Hello everyone! We are now officially on the last leg of our trip...taking a lovely vacation before our return to the United States. This past weekend we visited the state of Paraná, in the south of Brazil, to see the famous cataratas (waterfalls) in Foz do Iguaçu. Being some of the largest waterfalls in the world, it is said that Eleanor Roosevelt exclaimed upon seeing them, "Poor Niagara!"

Unfortunately, the area is in the midst of a severe drought and the falls are lower than they've been since the 1970s. This has caused a good deal of the smaller falls to temporarily dry up. The river has become so dry that you could actually walk across a good deal of it.
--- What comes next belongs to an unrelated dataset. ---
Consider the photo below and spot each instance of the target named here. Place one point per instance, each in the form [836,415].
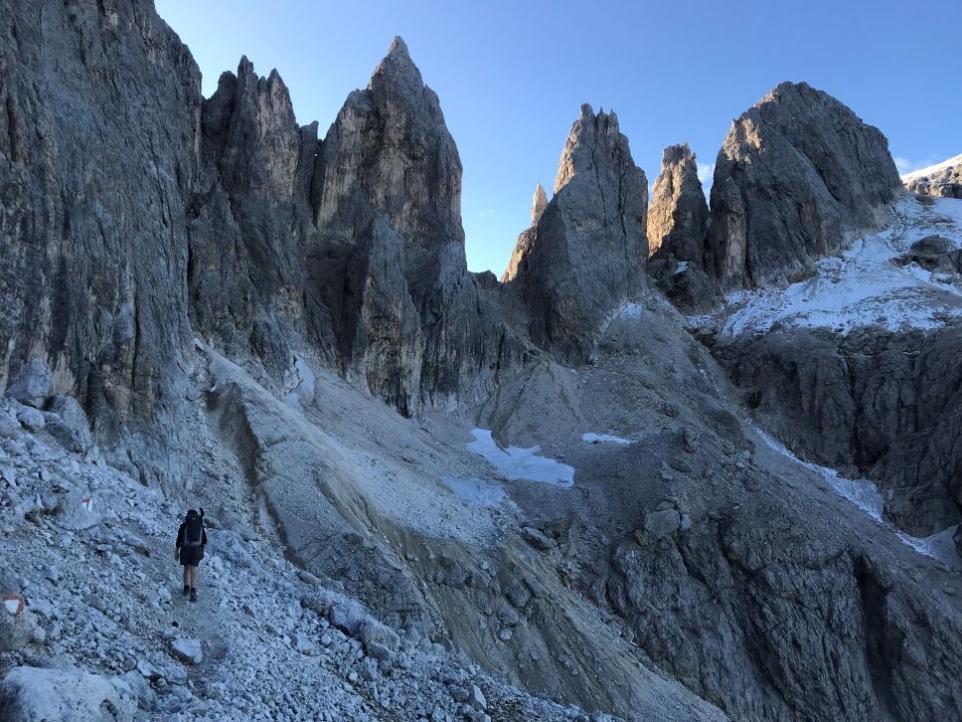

We asked at our hostel about boat tours that take you to the bottom of the falls and were given this info: the average flow rate of the river is about 1200 cubic meters of water. In order for the boat to run, the rate must be at least 600 cubic meters. As of this weekend, the rate was just under 300 cubic meters of water. So sad! This means we will definitely have to plan another trip to the cataratas during the rainy season (December or January is when they are at their fullest).



These dry cliffs are usually huge falls!





The VERY dry river.

However, don't let this little setback fool you...the falls were still maravilhoso! We arrived in Foz after our lovely 23 hour bus ride from Rio...yawn, and got right to it. On Saturday, we visited the
Brazilian side of the falls (they are shared by Brazil and Argentina, with the Iguaçu River being right on the border). The national park features a very nice walking trail around the falls, which ends at the biggest, the Garganta del Diablo (The Devil's Throat). This fall is still raging and extremely beautiful. After working up an apetite exploring the falls, the park has a restaurant area right on the river, from which you can see the tops of the falls.





No, these aren't postcards! Pretty gorgeous, huh?




On Sunday we did the Argentine side of the falls, which offers views from the top, looking down. Unfortunately, a lot of these views were from falls that are dry at the moment, and we ended up liking the Brazilian side better. However, the view from the top of the Devil's Throat was amazing. You couldn't even see the bottom, there was so much water!



Garganta del Diablo

We met several people from our hostel in Foz that were tons of fun to hang out with and Saturday night we all went on a little outing to a local churrascuria (Brazilian BBQ), which was a great time. I think it was slightly stressful to the waiter having a table of 10, being two Irish, one Brit, three Mexicans, two Kiwis (New Zealanders) and two Americans...and me being the only one amongst us that spoke Portuguese! The couple from New Zealand we've gotten to know particularly well, as they also traveled with us by bus here to Buenos Aires and we have dinner plans for tomorrow night. They have just finished a year long cycle tour of South America, in which they actually rode 6,363+ miles through South America, beginning on the Southermost tip of Argentina.



Fun in the hostel--Silas from New Zealand and Amelia from England.

Which brings us to Argentina. We arrived this morning, after another 20 hours on a bus through the Argentine countryside. So far the city is gorgeous and sooo cheap! More to come soon!